Répétition des leçons de l’histoire
La gauche a déjà connu des situations de crise : en 1914,
lorsque les députés socialistes ont voté les crédits de guerre ; en
1940, lorsque plus de la moitié des parlementaires socialistes
ont voté les pleins pouvoirs à Pétain ; en 1958, lorsque la SFIO
appelle à soutenir de Gaulle et la Constitution de la
Ve République ; en 1983, lorsque le gouvernement adopte le
plan néo-libéral de Delors et, en 2005, lorsque le PS appelle à
voter « oui » au libéralisme européen.
Chacune de ces descentes aux enfers s’est poursuivie jusqu’à
l’explosion sociale qui a contraint la vieille génération dirigeante
de la gauche à céder la place à une nouvelle équipe chargée
de répondre aux exigences des mobilisations sociales.
Mais les réponses n’ont pas toujours été celles qu’il fallait : la
révolution d’Octobre et la division du mouvement ouvrier, la
Libération et la politique de 3e force, Mai 68 et l’Union de la
gauche, Novembre-Décembre 95 et la Gauche plurielle. C’est
cette réponse que nous devons apporter aujourd’hui, grâce au
niveau des exigences populaires, exprimé lors des mobilisations
sociales de janvier et mars, qui sont sans équivalent historique.
Unité ou uniformité ?
Cependant, si le congrès de Reims de 2008 a montré la crise de
la génération Jospin (les quadras et quinquas qui dirigent le PS
depuis la présidentielle de 1995), il a aussi montré que sa pseudo-
cohérence politique, baignée dans le social-libéralisme
depuis 1983, la rendait incapable de s’engager dans la construction
de l’unité de la gauche autour d’un programme commun.

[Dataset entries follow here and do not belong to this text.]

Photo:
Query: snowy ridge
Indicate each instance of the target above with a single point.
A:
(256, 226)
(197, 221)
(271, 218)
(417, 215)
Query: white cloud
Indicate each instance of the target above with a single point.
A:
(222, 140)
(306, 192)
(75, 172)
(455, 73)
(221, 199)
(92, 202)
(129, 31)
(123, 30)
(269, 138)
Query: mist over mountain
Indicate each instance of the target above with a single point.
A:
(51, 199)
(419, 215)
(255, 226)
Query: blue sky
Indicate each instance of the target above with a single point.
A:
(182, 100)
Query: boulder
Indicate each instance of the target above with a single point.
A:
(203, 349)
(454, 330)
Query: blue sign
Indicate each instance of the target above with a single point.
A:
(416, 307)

Pour tenter de se survivre, cette génération Jospin se saisit de
quelques bouées : « refondation », « rénovation » et surtout
« primaires ». C’est-à-dire « primaires au lieu de programme ».
Refondation, rénovation, primaires, autant de paquets-cadeaux
possibles pour faire sortir le candidat providentiel de la boîte.

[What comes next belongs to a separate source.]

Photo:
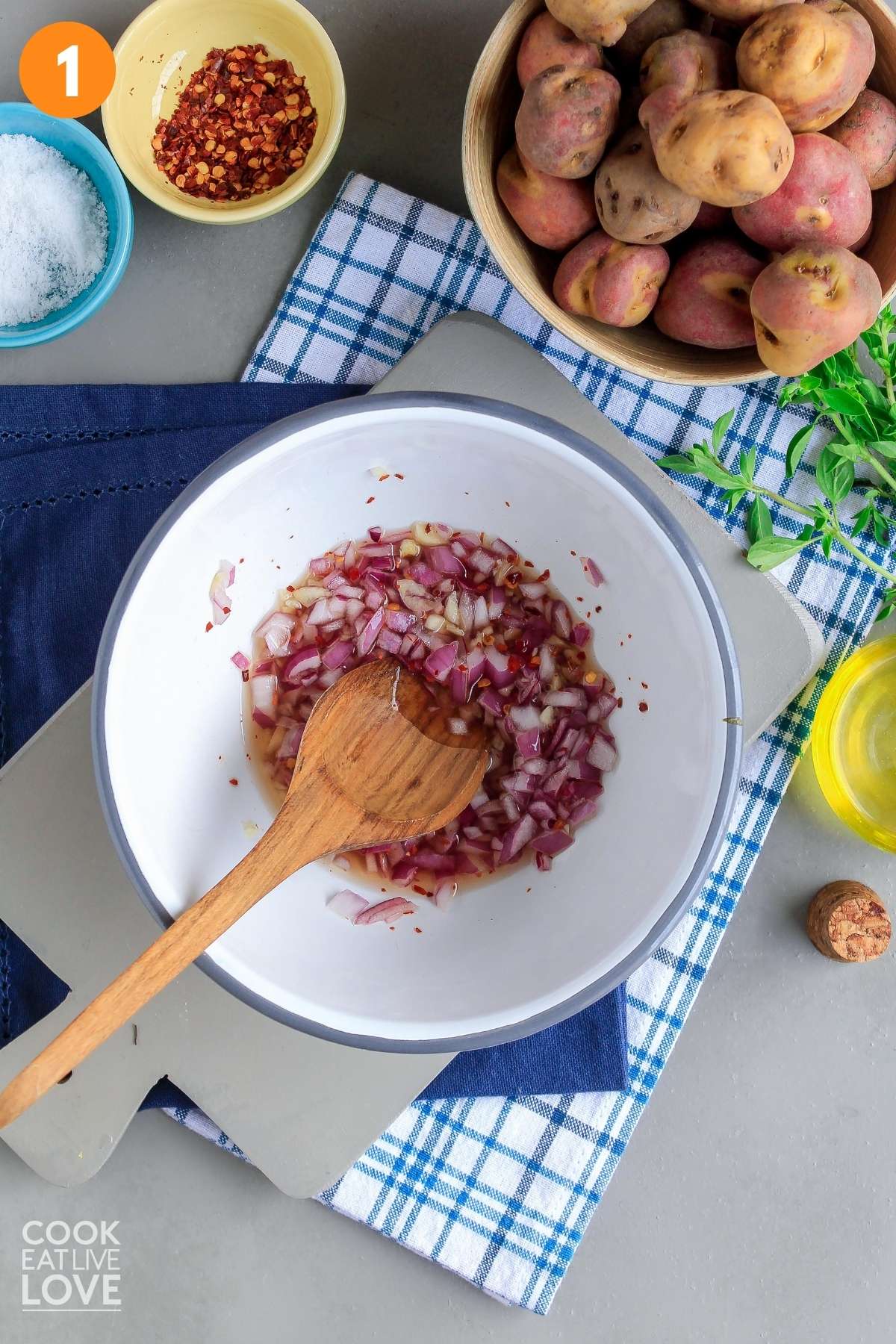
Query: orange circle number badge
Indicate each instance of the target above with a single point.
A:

C’est la tactique de Sarkozy pour unifier la droite… autour d’un
candidat dont le programme est une surprise que la base découvrira
avec la campagne. C’est dessaisir ses partisans des choix
programmatiques et se couler dans le moule bonapartiste de la
Ve République : un général et ses troupes.
Si la gauche utilisait cette méthode, elle choisirait l’uniforme et
non l’unité. Elle se rendrait prisonnière des médias comme cela
s’est passé pour la candidature de Ségolène Royal : portée au
pinacle avant sa désignation, descendue en flammes par la suite
et faisant campagne du 19 novembre au 11 février sans programme.
Trois mois au cours desquels son score passe de 54 %
à 47 %.
Démocratie ou bonapartisme ?
Le ralliement à un candidat, auquel on donne carte blanche, ne
doit pas être le choix de la gauche, pas davantage que le ralliement
à un de ses partis. La démocratie c’est le débat sur le programme
qui permet de souder tous les militants autour du
programme approuvé par référendum auprès des adhérents des
partis.
Souvenons-nous de la participation au débat sur le TCE en
2005. C’était un signe de politisation et une promesse de mobilisation.
C’est ce qu’il faut réaliser pour le programme de la
gauche. Après quoi, le choix de la candidature sera celui d’un
porte-parole national entouré de 577 candidatures qui seront
autant de porte-parole dans chacune des 577 circonscriptions.